Ces contestations, dans plusieurs villes du pays, ont abouti à la création du M5, un mouvement qui multiplie depuis début juin les manifestations. Un troisième rassemblement est d’ailleurs annoncé pour ce vendredi, soutenu par l'imam Dicko.

Mais ni la démission du chef de l’État, ni la dissolution de l’Assemblée nationale ou le changement de Premier ministre ne sont à l’ordre du jour, selon le discours du président IBK. Des revendications pourtant réclamées par l’opposition, dans son mémorandum du 30 juin.

On avait espéré que pour une fois, le président IBK allait essayer d’être une partie de la solution à la crise malienne. Mais on a compris définitivement que c’est lui le problème. Le discours ne fait que confirmer l’image qu’il donne. Il est plus préoccupé à se maintenir au pouvoir que de trouver des solutions.

Moussa Sinko

Le pays tourne au ralenti

Depuis quasiment un mois, le Premier ministre Boubou Cissé - qui a démissionné de le 11 juin dernier et a été aussitôt reconduit à son poste - n’arrive pas à former le gouvernement d’union nationale.

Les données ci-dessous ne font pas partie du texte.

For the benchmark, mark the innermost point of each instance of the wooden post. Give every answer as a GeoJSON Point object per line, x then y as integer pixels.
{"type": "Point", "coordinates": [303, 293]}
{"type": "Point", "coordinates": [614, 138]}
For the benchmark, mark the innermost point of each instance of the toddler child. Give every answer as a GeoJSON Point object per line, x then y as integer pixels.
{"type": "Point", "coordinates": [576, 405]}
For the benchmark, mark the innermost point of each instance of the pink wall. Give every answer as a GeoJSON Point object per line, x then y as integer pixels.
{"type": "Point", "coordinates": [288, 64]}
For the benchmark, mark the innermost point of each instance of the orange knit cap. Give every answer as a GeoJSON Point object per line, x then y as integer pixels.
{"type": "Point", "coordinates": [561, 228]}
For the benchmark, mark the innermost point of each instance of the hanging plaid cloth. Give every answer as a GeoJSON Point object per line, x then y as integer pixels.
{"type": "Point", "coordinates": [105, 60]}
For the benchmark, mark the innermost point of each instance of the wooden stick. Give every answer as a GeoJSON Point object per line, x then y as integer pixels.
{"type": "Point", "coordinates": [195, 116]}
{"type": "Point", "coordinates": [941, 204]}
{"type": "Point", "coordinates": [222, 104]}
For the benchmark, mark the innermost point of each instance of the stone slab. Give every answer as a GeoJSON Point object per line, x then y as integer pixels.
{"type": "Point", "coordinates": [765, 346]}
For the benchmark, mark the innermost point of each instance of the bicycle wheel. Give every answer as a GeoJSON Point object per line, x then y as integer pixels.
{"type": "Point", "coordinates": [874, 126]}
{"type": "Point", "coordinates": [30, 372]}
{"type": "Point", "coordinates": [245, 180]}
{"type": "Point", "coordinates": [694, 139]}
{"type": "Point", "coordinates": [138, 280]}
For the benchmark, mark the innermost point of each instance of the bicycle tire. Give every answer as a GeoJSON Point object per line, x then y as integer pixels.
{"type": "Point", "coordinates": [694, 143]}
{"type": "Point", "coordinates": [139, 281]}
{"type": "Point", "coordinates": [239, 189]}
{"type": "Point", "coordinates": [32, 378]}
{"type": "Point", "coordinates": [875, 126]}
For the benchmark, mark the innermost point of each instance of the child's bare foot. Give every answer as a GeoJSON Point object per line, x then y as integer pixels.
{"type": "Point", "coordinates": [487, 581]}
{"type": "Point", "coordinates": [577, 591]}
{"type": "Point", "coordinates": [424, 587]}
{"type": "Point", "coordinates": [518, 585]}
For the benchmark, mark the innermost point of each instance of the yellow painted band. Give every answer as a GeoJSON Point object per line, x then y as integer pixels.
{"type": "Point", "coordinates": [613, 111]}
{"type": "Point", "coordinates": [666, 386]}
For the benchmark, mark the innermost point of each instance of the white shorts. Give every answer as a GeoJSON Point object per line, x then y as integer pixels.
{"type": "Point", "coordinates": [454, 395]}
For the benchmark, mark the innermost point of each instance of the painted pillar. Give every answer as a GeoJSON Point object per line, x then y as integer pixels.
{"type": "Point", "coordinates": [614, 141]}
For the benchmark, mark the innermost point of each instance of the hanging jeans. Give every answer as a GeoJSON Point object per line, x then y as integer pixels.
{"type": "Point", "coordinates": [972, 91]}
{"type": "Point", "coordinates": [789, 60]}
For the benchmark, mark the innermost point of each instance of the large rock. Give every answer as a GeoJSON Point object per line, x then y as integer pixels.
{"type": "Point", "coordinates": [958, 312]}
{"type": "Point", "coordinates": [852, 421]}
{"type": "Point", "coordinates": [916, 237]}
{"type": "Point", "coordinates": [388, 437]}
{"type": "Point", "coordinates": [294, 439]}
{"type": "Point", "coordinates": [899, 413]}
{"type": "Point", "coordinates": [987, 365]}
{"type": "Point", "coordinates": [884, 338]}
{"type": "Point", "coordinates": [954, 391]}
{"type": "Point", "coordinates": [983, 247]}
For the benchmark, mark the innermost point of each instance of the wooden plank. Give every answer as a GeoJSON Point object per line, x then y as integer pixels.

Sans gouvernement, empêtré dans une crise politique, le pays tourne au ralenti, souligne notre correspondant à Bamako, Serge Daniel.

Sans ministres, ce sont les secrétaires généraux des départements qui gèrent les affaires courantes. Mais ils ne font pas vraiment tourner la machine. Il n’y a pas de budget disponible. Le logiciel de la dépense publique au Mali est quasiment bloqué. Et dans des ministères il n’y pas plus une seule goutte d’essence pour les véhicules officiels. Dans cinq départements ministériels visités ce jeudi, le courrier s’entasse et des fonctionnaires sont absents.

Le Premier ministre Boubou Cissé a dit-on ici, déjà des noms devant des portefeuilles ministériels, mais le président IBK veut un gouvernement d’union nationale. Comment convaincre l’opposition d’y faire son entrée ? Voilà probablement le casse-tête du jour. Les opposant sont clairs : « c’est une mesure cosmétique que de rentrer dans un gouvernement », estiment-ils, et d’ajouter : « C’est toute la baraque politique qu’il faut casser ».